Authors: CUADRADO Javier, RANÇON Ulysse, COTTEREAU Benoît, BARRANCO Francisco and MASQUELIER Timothée

Presentation type: Poster

Abstract

Event-based cameras are raising interest within the computer vision community. These sensors operate with asynchronous pixels, emitting events, or “spikes”, when the luminance change at a given pixel surpasses a certain threshold. Thanks to their inherent qualities, such as their low power, low latency and high dynamic range, they seem particularly tailored to applications with challenging temporal constraints and safety requirements.
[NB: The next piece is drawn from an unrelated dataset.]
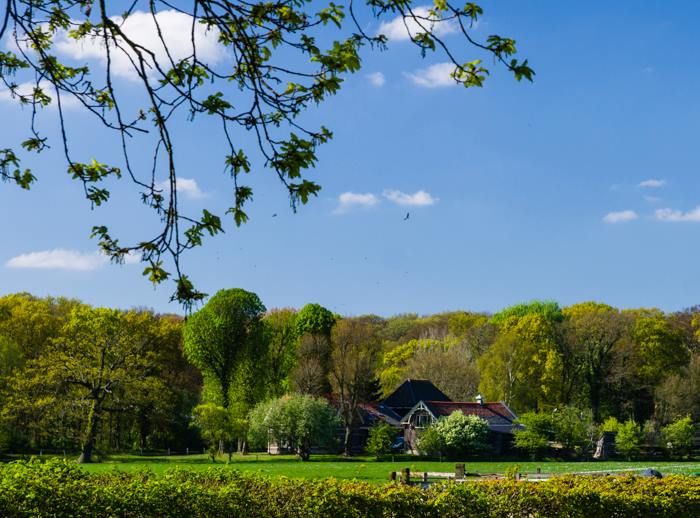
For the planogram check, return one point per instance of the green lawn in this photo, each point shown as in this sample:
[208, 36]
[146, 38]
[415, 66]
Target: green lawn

Event-based sensors are an excellent fit for Spiking Neural Networks, since the coupling of an asynchronous sensor with neuromorphic hardware can yield to real-time systems with minimal power requirements. In this work, we seek to develop one such a system, using both Event sensor data (from the DSEC dataset) and spiking neural networks to estimate optical flow for driving scenarios. We propose a U-Net-like SNN which, after supervised training, is able to make dense optical flow estimations. To do so, we encourage both minimal norm for the error vector and minimal angle between ground-truth and predicted flow. In addition, the use of 3d convolutions allows us to represent the temporal context by increasing the bottleneck’s temporal receptive field. Upsampling after each decoding stage ensures that each decoder’s output contributes to the final estimation. Thanks to separable convolutions, we have been able to develop a light model (when compared to competitors) that can nonetheless yield reasonably accurate optical flow estimates.